Deirdre is billed as an Irish Romeo and Juliet story. Did it add to the challenge to give it a period setting?
“Absolutely. I keep questioning it, actually, because if we’d just shot it as a contemporary film I wouldn’t need to worry about such a big budget. The period bit adds costs, basically, more than anything.
“But the way the story is told, I don’t think people would buy all of it if it was set now. I don’t think the struggles these characters go through would really be believable now, so it’s better
that it’s set slightly distant from now.”
As an independent filmmaker, Jo was recently chosen to take part in Creative England’s talent programme, which runs until December.
“They’ve selected a group of British directors, writers and producers and kind of put us all together and given us the opportunity to discuss potential film ideas, funding, and to become part of the British film industry network, and things like that.

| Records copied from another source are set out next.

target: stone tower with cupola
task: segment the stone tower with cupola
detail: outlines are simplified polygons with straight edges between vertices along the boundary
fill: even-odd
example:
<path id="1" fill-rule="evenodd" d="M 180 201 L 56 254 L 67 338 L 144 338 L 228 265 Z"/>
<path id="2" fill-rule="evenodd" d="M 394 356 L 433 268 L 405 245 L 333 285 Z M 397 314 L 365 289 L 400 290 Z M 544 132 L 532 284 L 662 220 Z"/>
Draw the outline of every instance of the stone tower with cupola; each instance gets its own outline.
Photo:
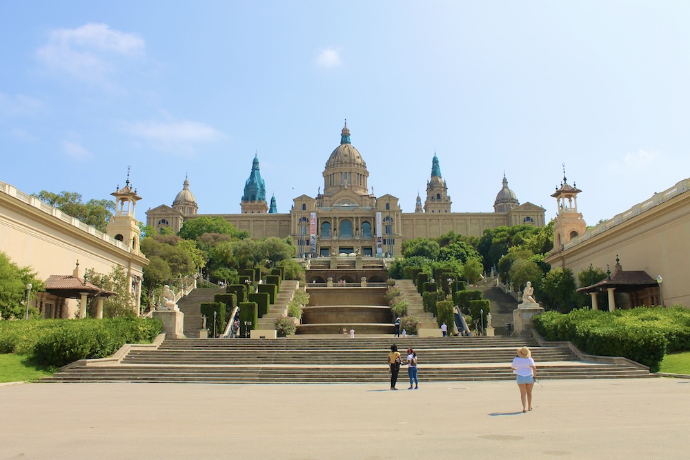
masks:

So that’s also generating, hopefully, various opportunities for me as a filmmaker that way.”
In fact, Jo confirmed this week that she has been offered a film to direct next year — a police drama that will be shot in Rye, East Sussex. She has also been invited to speak at the Richard Harris International Film Festival in Limerick later this month.
“For me as an independent filmmakers, I’m lucky — I get to be at the start of my film project because I’ve written it. I generally have an idea of how I want to visualise it, and then I get to work with the editor at the end.
“And what normally happens is an editor goes through all the footage and chooses all the bits they can work with and cuts a rough cut together. Then the director comes in and sits down and it’s like, ‘Well, that doesn’t tell the story’ or ‘That’s not the emotion I was looking for there….’ Then you have to go back through all the footage and find the bits that you want.”